A Trademark includes any word, name, symbol, device, or combination that is used in commerce to identify and distinguish the goods of one manufacturer or seller from those manufactured or sold by others, and also to indicate the source of the goods. In short, a trademark is a brand name. A service mark is any word, name, symbol, device or combination that is used or intended to be used in commerce to identify and distinguish the services of one provider from those of others and to indicate the source of the services. It is not necessary to register a trademark or service mark to prevent others from infringing upon the trademark. Trademarks generally become protected as soon as they are adopted by an organization and used in commerce, even before registration. With a federal trademark registration, the registrant is presumed to be entitled to use the trademark throughout the U.S. for goods or services for which the trademark is registered. 

A Copyright is a form of protection provided by the laws of the U.S. and other countries to the authors of "original works of authorship". This includes literary, dramatic, musical, artistic, and certain other intellectual works as well as computer software. This protection is available to both published and unpublished works. The Copyright Act usually gives the owner of the copyright the exclusive right to conduct and authorize various acts, including reproduction, public performance and making derivative works. Copyright protection is automatically secured when a work is fixed into a tangible medium such as a book, software code, video etc. In the United States, copyright protection lasts the lifetime of the author plus 70 years.

In some instances, the university registers copyrights, but generally not until a commercial product is ready for manufacture. All new software and source code intended for commercial distribution should be disclosed just as any new invention and processed and managed by the IDEA Center.

10. How are license revenues distributed?

The inventor’s share will be 50% of the first $100,000 of net revenue and 25% of any additional net revenue received by the IDEA Center thereafter. This share of royalties is divided equally among all inventors, unless all inventors agree in writing to another distribution formula of their collective choice.

11. I am considering starting a company. Where do I begin?

The Commercialization Engine Team is the best starting point for initial consultation regarding your new venture development interests. We can help you understand key considerations, such as:

  • Your desired role in the venture and whether or not it's best for you to lead the company
  • Other management resources needed
  • Possible avenues for funding resources
  • Other avenues for support

We can also make referrals as appropriate to other organizations on campus and in the region based on the needs of your venture.

12. How does a company based on Notre Dame technology get started?

Filing the invention disclosure with the Commercialization Engine Team is always the first step. After that, the path to commercialization always leads to a license from the University to the company. Whether the technology is commercialized by a large, established company or a new start-up, the license is the mechanism used to give the company the necessary rights to use the University’s technology. 

13. Do I have to leave ND to start a new company? 

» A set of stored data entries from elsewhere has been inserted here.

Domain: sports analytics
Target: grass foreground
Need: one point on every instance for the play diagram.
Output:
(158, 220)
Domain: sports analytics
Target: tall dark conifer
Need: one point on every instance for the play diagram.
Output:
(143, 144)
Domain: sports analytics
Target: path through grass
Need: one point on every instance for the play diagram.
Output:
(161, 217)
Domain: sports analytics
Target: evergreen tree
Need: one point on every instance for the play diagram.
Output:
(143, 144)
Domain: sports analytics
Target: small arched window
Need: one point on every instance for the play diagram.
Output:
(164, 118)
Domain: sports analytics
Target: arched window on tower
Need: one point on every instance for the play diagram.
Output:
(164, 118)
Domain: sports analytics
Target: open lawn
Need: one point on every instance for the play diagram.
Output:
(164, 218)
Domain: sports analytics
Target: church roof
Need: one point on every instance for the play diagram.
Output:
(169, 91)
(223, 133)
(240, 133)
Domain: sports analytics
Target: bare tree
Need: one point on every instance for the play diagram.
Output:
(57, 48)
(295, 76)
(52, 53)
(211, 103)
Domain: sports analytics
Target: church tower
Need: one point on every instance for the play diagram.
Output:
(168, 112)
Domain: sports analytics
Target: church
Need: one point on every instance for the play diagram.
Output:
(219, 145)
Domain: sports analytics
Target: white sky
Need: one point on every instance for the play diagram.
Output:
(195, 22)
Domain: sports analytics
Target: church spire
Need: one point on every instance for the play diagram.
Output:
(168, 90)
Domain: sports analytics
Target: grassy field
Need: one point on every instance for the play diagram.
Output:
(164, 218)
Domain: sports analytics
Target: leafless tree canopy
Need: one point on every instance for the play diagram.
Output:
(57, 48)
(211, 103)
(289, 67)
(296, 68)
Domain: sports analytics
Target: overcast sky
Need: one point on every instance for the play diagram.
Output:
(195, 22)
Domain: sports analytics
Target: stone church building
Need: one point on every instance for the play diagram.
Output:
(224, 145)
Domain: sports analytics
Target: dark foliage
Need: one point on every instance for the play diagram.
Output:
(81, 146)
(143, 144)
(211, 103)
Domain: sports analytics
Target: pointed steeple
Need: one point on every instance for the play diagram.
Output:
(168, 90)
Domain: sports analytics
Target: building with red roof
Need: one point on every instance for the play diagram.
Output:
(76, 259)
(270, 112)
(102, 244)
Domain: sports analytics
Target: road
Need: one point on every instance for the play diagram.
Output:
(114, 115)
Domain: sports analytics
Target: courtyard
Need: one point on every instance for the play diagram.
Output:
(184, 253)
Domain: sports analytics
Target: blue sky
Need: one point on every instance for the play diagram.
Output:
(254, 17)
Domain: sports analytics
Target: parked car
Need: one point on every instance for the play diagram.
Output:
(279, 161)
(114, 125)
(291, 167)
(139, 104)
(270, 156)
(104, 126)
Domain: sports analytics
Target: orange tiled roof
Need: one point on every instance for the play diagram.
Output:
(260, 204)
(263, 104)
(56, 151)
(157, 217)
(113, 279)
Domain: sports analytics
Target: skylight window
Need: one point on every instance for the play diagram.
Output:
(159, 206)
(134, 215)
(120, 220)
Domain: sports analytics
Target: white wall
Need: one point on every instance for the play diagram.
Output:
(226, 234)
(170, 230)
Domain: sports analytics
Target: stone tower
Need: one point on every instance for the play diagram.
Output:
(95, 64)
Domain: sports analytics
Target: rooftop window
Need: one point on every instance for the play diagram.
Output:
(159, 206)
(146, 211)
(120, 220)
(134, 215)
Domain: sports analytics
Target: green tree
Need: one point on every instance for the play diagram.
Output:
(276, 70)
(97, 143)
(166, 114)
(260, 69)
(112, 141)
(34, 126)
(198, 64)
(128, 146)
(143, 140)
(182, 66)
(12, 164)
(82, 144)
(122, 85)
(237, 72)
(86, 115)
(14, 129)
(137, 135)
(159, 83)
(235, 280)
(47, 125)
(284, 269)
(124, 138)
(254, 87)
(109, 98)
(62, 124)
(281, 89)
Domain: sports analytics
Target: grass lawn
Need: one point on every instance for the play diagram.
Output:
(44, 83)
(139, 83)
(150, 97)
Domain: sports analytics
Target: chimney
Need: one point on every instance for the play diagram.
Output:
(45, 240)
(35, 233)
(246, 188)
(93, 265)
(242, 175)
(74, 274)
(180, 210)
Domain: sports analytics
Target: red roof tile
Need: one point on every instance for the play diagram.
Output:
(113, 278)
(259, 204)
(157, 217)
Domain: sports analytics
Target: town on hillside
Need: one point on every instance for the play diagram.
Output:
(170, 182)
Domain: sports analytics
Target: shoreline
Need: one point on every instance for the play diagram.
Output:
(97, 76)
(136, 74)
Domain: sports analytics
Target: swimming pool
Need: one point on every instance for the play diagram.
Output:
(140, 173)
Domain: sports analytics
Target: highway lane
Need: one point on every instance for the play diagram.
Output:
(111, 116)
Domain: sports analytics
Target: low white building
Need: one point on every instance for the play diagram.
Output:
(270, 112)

It depends on the role you want to play in the new company. If you plan to be the president or chief executive officer, you may find it difficult to fulfill your faculty responsibilities, avoid conflict of interest or conflict of commitment, and spend the time necessary to build your company. However, if you take a role that is less involved in the day-to-day management of the company, such as chief technical officer, you may very well be able to maintain both positions (see discussion of conflict of interest on how to disclose and manage both roles).